What's Triggering My Allergy Symptoms?

August 29, 2023

Allergy symptoms are typically triggered by the immune system's reaction to substances known as allergens. Common allergens include pollen, dust mites, pet dander, mold spores, certain foods, insect stings, and medications. When your immune system identifies these substances as harmful, it releases chemicals like histamine, which leads to allergy symptoms like sneezing, runny nose, itching, and more. However, the factors responsible for allergy symptoms vary by individual. Consult a medical professional for proper diagnosis and advice if you suspect allergies.

Seasonal Allergy Causes & Common Allergens in the Fall

In the fall, common allergy triggers include ragweed pollen, mold spores from decaying leaves, and dust mites in indoor environments. These allergens can lead to sneezing, congestion, itchy eyes, and a runny nose. Additionally, seasonal allergies, also known as hay fever, are primarily triggered by pollen from trees, grasses, and weeds during specific times of the year. Common causes include:

  • Pollen: Different types of plants release pollen into the air during their respective pollen seasons. Trees often release pollen in the spring, grasses in late spring and summer, and weeds like ragweed in the fall.
  • Mold spores: Mold spores can be released into the air when humidity levels rise, especially in damp or rainy environments. They are more prevalent in late summer and early fall.
  • Pet dander: Shed skin cells, saliva, and urine from pets can trigger allergies. Pet dander can be present indoors regardless of the season.
  • Dust mites: These tiny insects thrive in bedding, upholstery, and carpeting. While not exclusive to any season, their presence indoors can exacerbate allergies year-round.
  • Insect allergens: Stings from bees, wasps, and other insects can trigger allergic reactions in sensitive individuals.
  • Cross-reactivity: Some people with pollen allergies may experience cross-reactivity with certain foods, known as oral allergy syndrome. For example, birch pollen allergy may be linked to sensitivity to certain fruits and vegetables like apples, cherries, and carrots.

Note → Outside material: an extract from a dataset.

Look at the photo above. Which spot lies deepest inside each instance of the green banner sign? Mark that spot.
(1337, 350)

How to Identify Seasonal Allergy Triggers

Identifying seasonal allergy triggers involves paying attention to symptoms and timing. Notice when your symptoms worsen and improve. Keeping a symptom diary can also help pinpoint specific triggers. If symptoms are severe or persistent, consulting an allergist might be helpful.

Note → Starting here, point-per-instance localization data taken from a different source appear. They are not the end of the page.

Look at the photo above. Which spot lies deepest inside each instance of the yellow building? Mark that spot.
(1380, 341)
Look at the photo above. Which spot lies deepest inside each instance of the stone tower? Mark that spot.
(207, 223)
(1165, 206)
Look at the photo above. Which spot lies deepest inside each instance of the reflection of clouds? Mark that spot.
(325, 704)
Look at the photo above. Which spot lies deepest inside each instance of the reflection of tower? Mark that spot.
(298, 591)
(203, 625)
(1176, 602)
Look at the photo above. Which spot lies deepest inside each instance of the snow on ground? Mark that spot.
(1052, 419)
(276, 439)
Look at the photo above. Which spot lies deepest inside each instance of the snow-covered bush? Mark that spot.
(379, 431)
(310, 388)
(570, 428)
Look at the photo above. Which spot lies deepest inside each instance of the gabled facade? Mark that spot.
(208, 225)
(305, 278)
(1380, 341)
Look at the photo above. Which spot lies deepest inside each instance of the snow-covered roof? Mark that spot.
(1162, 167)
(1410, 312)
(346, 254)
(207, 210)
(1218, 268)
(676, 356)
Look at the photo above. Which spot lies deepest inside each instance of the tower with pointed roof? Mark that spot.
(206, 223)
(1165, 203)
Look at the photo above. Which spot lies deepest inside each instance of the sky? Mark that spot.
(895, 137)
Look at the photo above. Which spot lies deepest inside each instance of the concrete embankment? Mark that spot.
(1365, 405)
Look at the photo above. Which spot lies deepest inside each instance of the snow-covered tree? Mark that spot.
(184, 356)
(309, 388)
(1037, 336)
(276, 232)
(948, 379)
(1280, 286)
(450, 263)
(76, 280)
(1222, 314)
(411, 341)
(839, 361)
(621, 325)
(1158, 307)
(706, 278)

Getting Seasonal Allergy Relief & Testing at Urgent Care

To get seasonal allergy relief at urgent care, you can expect to receive antihistamines, decongestants, or nasal corticosteroids. These medications can alleviate symptoms like sneezing, runny nose, and congestion. However, for testing and long-term management, it's recommended to see an allergist. They can perform allergy tests to identify triggers and create a personalized treatment plan. Wherein urgent care can provide temporary relief.